2) The accounts agree that he was a Christian. Indians who converted to Christianity were given "Christian" (i.e., English) names and were told to forsake their former names. So it is unlikely the youth would have been named Chanco.
Now, let's have a look at the sources. The primary sources for the attack are:
1) The Anthony Chester Narrative--an anonymous traveler who was on the
ship commanded by Anthony Chester and who was in Jamestown during the Indian
attack gives his version.
2) Sir Edwin Sandys or Sandis, treasurer of the Jamestown colony,
whose letters are reported in an account by Edward Waterhouse, secretary of the
Virginia Company. It is not clear to me whether Waterhouse copied Sandys
verbatim or partially paraphrased.
Neither of these persons was eyewitness to the happenings at Pace's Paines. Both were at Jamestown when Pace arrived.
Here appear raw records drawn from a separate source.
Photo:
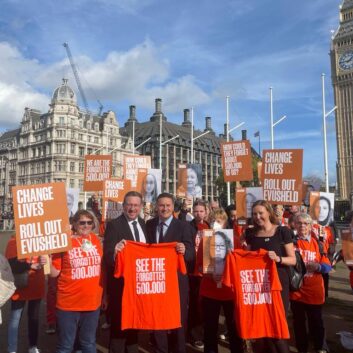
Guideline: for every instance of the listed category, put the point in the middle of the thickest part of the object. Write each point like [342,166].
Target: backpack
[296,273]
[7,287]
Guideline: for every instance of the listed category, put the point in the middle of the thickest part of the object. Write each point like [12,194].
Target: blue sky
[189,53]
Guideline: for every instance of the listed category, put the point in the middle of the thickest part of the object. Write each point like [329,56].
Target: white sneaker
[33,350]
Comment: To me, the first account appears more immediate and
persuasive. The second may have been edited or altered by Waterhouse.
To Virginia in the year 1620, as narrated by a distinguished passenger;
translated into Dutch and published by Peter Vander Aa, bookseller at Leyden, in
1707.
[Note: the name of the distinguished passenger is never mentioned]

Modern English version, as printed on the Jamestown web site
In the beginning of February 1620 I left England in the ship Margaret & John, our ship was of 160 ton burden, our Captain was Anthony Chester a brave seaman. Besides the crew we had on board a good many passengers of whom I was one, our ship carried 8 cannon with a valconet, our destination was Virginia where we hoped to transact some profitable business.
[The first part of the narrative concerns a sea battle and I have omitted it.. The second part describes the Indian attack. This "distinguished passenger" is not identified. He participated in the defense of Jamestown Highlighted passages indicate parts of the account that disagree with the other eyewitness.]
Page 212
At the time of this massacre a party of Indians embarked in four boats for Jamestown, with the intention of attacking and murdering the English in this town and the surrounding country, but the hellish plan was frustrated by the disclosure of the project by a converted Indian in the employ of a Mr. Pace; on the night preceding the contemplated attack two Indians, brothers, who had embraced the Christian religion, one in the employ of a Mr. Perry, the other in the employ of a Mr. Pace, on retiring for the night discussed the plan of murdering their masters and by the doing assist and please their King Powhatan and thus also to aid the massacring party who were to arrive the following day by order of King Powhatan to murder all the settlers. Apparently the plan as discussed by the two brothers was agreed upon, but the Indian in the employ of Mr. Pace arose early in the morning while his brother was yet asleep and repairing to his master's residence disclosed to him the entire murderous plan, for he regarded and loved Mr. Pace as a father while Mr. Pace loved his Indian as a son. Mr. Pace was not slow in heeding the warning, at once placing his residence in a state of defence; and hastily rowed in a canoe across the river to Jamestown to notify
By the mercy of the Lord who had moved the heart of this converted Indian to give us timely warning the lives of more than a thousand of our people, of whom I was one, were spared.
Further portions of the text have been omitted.